В 1925 году Адамар стал членом учрежденного Хаимом Вейцманом международного административного совета, руководившего деятельностью только что созданного Еврейского университета в Иерусалиме и собиравшегося на свои заседания в различных городах Европы. В 1932 году Адамара избрали председателем Международного комитета по математическому образованию. Разъезжая по всему миру, участвуя в математических конференциях и получая в разных странах самые престижные премии, он не переставал уделять массу времени своему увлечению природой. Адамара по праву сравнивали с Паганелем Жюля Верна. В возрасте 60 лет он покорил Монблан и занимался сбором гербария в мексиканских горах. Поль Монтель вспоминал, что приглашенный прочесть курс лекций в Аргентине ученый отправился сперва в Бразилию, чтобы наблюдать цветение орхидей, пытался охотиться на гремучих змей и приехал с женой в Буэнос-Айрес верхом, проведя неделю в седле. Всюду, где бы он ни побывал, от Америки до Советского Союза, Индии и Китая, он собирал коллекции папоротников. Адамаровская коллекция папоротников была третьей по объему во Франции, уступая лишь собраниям Музея естественной истории и Роллана Бонапарта, и это притом, что Адамар все образцы собирал самолично. Дочь ученого вспоминала:
У него была бездна терпения во всем, что касалось любимых папоротников. Этот человек обладал антиталантом в общении с вещами, но проводил часы, расправляя каждый листик папоротника на листе картона. Эти листочки крепились к картону волосками, подклеенными за кончики (волоски он брал у меня, поскольку своих у него почти не оставалось). После этого всей семье запрещалось открывать окна и двери из боязни внезапных порывов ветра.
В 1936 году, возвращаясь по Транссибирской магистрали из Китая, Адамар пополнял свою коллекцию, сходя с поезда на частых и долгих стоянках, чем страшно пугал жену, уверенную, что он обязательно отстанет от поезда.

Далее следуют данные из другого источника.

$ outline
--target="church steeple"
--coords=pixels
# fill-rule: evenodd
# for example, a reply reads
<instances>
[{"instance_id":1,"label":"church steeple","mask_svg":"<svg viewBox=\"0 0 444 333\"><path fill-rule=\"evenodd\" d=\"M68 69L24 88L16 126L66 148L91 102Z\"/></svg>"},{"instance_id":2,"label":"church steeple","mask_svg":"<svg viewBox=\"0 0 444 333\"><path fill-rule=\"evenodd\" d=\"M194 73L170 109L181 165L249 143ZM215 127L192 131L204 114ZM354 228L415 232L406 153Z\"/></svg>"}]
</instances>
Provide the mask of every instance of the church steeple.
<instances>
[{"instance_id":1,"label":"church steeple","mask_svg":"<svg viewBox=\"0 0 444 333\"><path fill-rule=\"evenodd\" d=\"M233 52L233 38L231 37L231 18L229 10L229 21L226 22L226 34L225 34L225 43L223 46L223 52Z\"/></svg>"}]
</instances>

Немецкое наступление на Францию застало Адамаров в Бретани. Возвращение домой, в Париж, было невозможно, и вместе с потоком беженцев семейство на двух автомобилях, накрытых матрасами «против бомбежек», отправилось на юг, в Тулузу. Стараниями молодого канадского биохимика Луи Рапкина около тридцати французских евреев – деятелей науки были вызваны в США. Адамар с семьей оказался в числе спасенных, однако он по рассеянности оставил визы всей семьи в Лиссабоне. По прибытии им предстояло дожидаться виз в тюрьме печально известного Эллис-Айленда. После десяти дней тюрьмы все они были вызваны в суд. Жаклин, опасавшаяся нервного срыва отца и сославшись на его глухоту, попросила у судьи разрешения отвечать на вопросы от имени Адамара. Судья согласился. Он вообще был убежден, что от иммигрантов, кишащих болезнетворными микробами, нужно держаться подальше. Дав показания издалека, она вернулась на свое место, и тут в зале появился Рапкин с телеграммой из Лиссабона, в которой указывались номера виз. Он также пригрозил, что обратится к научной общественности, которая не станет молчать по поводу заключения всемирно известного ученого, бывшего профессора Йельского университета. Узников распорядились немедленно выпустить на свободу, но тут заупрямился Адамар. Он отказывался покинуть тюрьму из-за того, что только что взял в тюремной библиотеке книгу по истории Америки. Потребовалось клятвенное обещание дочери купить ему эту книгу.

Отмечая столетие со дня рождения Адамара, два года спустя после его смерти, в речи на проходившей в Эколь Нормаль торжественной церемонии, Поль Монтель сказал:
Блеск великих математических открытий Жака Адамара иногда ослепляет его почитателей и мешает им оценить степень его интеллектуального богатства и его морального величия. Он напоминает один из тех высоких горных пиков, на которые, чтобы хорошо их узнать, нужно взбираться по всем их склонам. Ему доставляло удовольствие то, что Анатоль Франс назвал молчаливыми пирами интеллекта. Он страстно интересовался многими творениями человеческого разума и внес свой вклад в их реализацию.